We introduced the SInAS workflow as a tool to integrate databases, but it can also assist with standardisation within a database to ensure that region or taxon names are consistent, and that terminologies of individual checklists are reported in a more standardised way. Although the flexibility built into the SInAS workflow makes it more broadly useful, providing flexibility in a workflow does bear the risk that databases remain incompatible. For instance, users of the workflow can define their own categorisation of locations, which might result in even more heterogeneous databases in addition to those that already exist. It is essential, therefore, that modifications of the workflow are clearly communicated. As best practice, we recommend that modifications of the input files such as translation tables, taxon names or any modification of the workflow itself are clearly reported and published together with the final database. For instance, a change in the list of geographic regions can be easily attached as a table to the respective publication together with the link to our workflow. In this way, modifications can be traced back to their origin and databases remain comparable despite adaptations to individual project goals. We believe that our proposed workflow will smooth this process and make it easier for individual researchers to publish not only scientific results in a more consistent way, but also the underlying workflows to enhance the transparency and reproducibility of the science.

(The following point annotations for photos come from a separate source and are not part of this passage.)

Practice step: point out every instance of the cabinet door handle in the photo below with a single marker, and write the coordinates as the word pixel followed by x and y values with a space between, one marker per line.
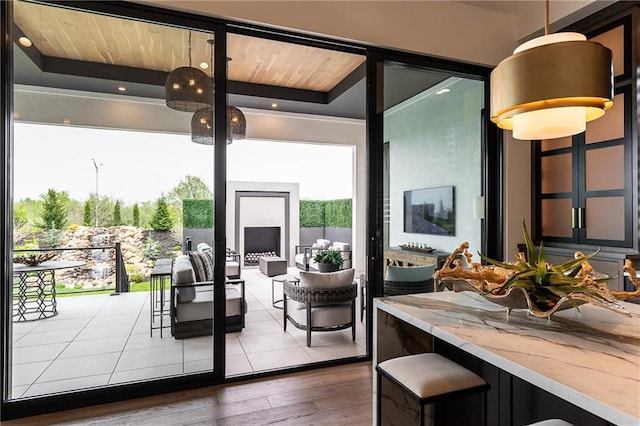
pixel 580 217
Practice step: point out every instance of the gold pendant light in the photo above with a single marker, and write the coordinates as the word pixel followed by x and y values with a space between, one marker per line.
pixel 552 86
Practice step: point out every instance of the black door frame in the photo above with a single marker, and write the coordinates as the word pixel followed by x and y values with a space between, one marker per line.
pixel 491 152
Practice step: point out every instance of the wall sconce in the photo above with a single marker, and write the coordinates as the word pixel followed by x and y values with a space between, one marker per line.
pixel 478 207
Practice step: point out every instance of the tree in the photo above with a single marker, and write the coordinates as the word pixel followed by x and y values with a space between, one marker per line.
pixel 189 187
pixel 136 215
pixel 161 219
pixel 87 219
pixel 117 218
pixel 54 212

The comparison of the individual databases that resulted from the integration work done here highlighted an unexpectedly low degree of overlap between them. This re-emphasizes, in spite of significant recent advances in alien species data collation, the importance of: 1) joint collaborative work, 2) freely available data, and 3) shared workflows to improve the taxonomic, geographic, and temporal coverage and resolution of alien species data (Hardisty et al. 2019). The low degree of overlap was obviously related to the scope of the individual databases – the taxon-specific databases focussed on a high level of spatial and taxonomic coverage, while cross-taxonomic databases harvest information on a specific topic such as event dates or impact. Moreover, the databases drew original data records from different sources, and so each database was constructed using different workflows with divergent assumptions and supporting concepts. This clearly shows that not only does the merging of individual databases have to be standardised as proposed here, but the integration of primary data from the original sources needs to be done in a more reproducible and transparent way as well (Vanderhoeven et al. 2017; Pagad et al. 2018). Our case study also highlights that the SInAS workflow and the associated scripts could be used to assess the reliability of different databases and their components (e.g., Cano‐Barbacil et al. 2020) and to identify potential areas of improvement for the respective databases.

Our workflow was developed to integrate taxon lists for individual regions, so-called checklists. Checklists represent by far the most common representation of spatial information on alien species occurrences (Pyšek et al. 2012; Brundu and Camarda 2013). This is somewhat different to other fields of biodiversity research, where occurrence data are often provided as range maps, grids, plot based lists or point coordinates. In contrast to populations of native taxa, alien taxa populations are categorised as being alien only for a particular region and timeframe. The importance of decision-making in an applied science, such as invasion ecology, means that policies are commonly made for the administrative units (such as countries or states/provinces) responsible for control efforts, and the spatial resolution of presence-absence data is low resolution to accommodate both uncertainty and the precautionary principle when data are intended to inform policy and management. As a consequence, the decision of what is considered as being alien is often taken for administrative regions. This is somewhat different for aquatic alien species, which are categorised depending on marine regions or water sheds, but these spatial units can be easily incorporated as additional entries in the table of geographic regions. In its current form, the SInAS workflow is not capable of handling coordinate-based occurrences. While including point-wise occurrences might be possible in future versions of the workflow, a practical solution would be to assign the coordinate-based location to a region and add the region to the workflow. For example, point-wise occurrence data for the Western Mediterranean Sea could be attributed to this region and added to the workflow.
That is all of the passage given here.